Un alcool C4H8O MEC Méthyl Ethyl Cétone
Donc méthyl éthyl cétone, MEC. Alcool.
Un mec, un alcool dont on ne peut pas se passer.
« Et tu bois cet alcool brûlant comme ta vie
Ta vie que tu bois comme une eau-de-vie » Apollinaire, Zone.
J’ai posé la question à un ami, homosexuel :
Un mec, à quoi ça sert à quoi ?
« — A engendrer et à donner la loi. C’est un peu macho ce que je dis. Un mec il y a une dimension plus primaire, dans un homme il y aurait une dimension plus achevée, mec ça toucherait à une forme, à une séduction, à une virilité apparente.
— En tant qu’homo tu recherchais un homme ou un mec ?

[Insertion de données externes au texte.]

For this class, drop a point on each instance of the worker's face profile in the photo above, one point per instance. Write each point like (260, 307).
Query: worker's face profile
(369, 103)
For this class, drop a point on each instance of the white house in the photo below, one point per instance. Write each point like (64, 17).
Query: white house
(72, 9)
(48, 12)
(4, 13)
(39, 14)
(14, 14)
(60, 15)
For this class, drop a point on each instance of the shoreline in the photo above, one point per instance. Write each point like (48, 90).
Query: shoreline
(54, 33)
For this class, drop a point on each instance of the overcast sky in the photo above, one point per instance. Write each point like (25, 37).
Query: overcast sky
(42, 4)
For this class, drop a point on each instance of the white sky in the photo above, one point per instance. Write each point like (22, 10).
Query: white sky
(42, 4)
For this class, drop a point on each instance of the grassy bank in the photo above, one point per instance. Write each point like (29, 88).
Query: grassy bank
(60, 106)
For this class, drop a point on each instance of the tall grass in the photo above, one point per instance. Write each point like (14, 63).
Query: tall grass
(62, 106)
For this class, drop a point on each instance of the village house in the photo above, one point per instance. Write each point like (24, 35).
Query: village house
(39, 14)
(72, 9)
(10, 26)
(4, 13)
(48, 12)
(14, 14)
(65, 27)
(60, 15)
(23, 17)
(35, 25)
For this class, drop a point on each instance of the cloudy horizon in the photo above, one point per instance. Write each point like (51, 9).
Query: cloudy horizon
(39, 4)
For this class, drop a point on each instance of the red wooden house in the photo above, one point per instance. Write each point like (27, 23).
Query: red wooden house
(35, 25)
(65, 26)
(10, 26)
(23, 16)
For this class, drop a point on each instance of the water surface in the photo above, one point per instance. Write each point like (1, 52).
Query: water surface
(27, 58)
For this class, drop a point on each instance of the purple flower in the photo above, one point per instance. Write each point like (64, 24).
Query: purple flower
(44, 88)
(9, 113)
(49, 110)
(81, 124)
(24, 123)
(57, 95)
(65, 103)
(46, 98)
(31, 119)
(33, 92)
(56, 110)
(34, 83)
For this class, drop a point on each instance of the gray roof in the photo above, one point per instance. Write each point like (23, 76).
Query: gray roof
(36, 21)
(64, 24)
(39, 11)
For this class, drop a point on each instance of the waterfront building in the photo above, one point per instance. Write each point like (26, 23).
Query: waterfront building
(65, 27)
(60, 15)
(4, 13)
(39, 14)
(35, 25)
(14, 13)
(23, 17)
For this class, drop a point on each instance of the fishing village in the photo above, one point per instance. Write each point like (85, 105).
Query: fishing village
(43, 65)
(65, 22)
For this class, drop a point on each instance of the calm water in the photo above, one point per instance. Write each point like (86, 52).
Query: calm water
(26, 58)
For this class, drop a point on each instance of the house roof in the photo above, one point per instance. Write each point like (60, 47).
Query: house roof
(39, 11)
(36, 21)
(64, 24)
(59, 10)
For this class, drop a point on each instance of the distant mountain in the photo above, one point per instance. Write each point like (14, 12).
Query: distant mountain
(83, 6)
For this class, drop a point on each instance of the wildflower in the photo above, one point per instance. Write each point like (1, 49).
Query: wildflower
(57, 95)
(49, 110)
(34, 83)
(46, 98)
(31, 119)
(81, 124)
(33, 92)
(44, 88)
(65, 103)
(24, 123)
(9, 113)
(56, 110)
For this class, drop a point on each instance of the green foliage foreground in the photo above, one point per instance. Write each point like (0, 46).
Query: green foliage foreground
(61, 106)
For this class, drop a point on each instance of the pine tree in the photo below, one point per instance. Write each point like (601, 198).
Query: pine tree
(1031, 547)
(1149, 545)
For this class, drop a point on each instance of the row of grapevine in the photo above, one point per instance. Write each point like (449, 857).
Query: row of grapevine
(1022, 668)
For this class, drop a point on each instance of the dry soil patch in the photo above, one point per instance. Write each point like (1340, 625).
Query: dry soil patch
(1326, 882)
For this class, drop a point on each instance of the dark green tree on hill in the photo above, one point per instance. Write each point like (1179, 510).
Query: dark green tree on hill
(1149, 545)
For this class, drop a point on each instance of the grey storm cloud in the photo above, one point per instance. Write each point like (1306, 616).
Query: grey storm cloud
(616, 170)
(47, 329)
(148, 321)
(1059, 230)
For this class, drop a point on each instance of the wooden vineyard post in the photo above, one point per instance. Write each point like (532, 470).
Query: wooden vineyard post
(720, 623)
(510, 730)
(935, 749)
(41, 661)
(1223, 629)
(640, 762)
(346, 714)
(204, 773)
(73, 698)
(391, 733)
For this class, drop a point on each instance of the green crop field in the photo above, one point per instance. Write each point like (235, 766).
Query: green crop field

— C’est bien ma question, j’ai balancé entre les deux, entre rechercher un homme et rechercher un mec et là aujourd’hui je ne sais plus ; moi j’ai toujours su que j’étais un homme et pas un mec. Et c’est sur les femmes que j’exerce une séduction, sur les mecs ça a jamais marché or c’est là que je cherche. Mon père c’était un don juan auprès des femmes. J’ai toujours pensé que mon père était un homosexuel qui ne s’est jamais avoué. J’aurais cherché à séduire Don Juan ? Du côté de l’homme on serait plus du côté de la construction, d’un développement intérieur, d’un épanouissement. Le mec serait plus du côté de la virilité primaire, pour moi ce serait dangereux, ça m’attire et c’est dangereux. »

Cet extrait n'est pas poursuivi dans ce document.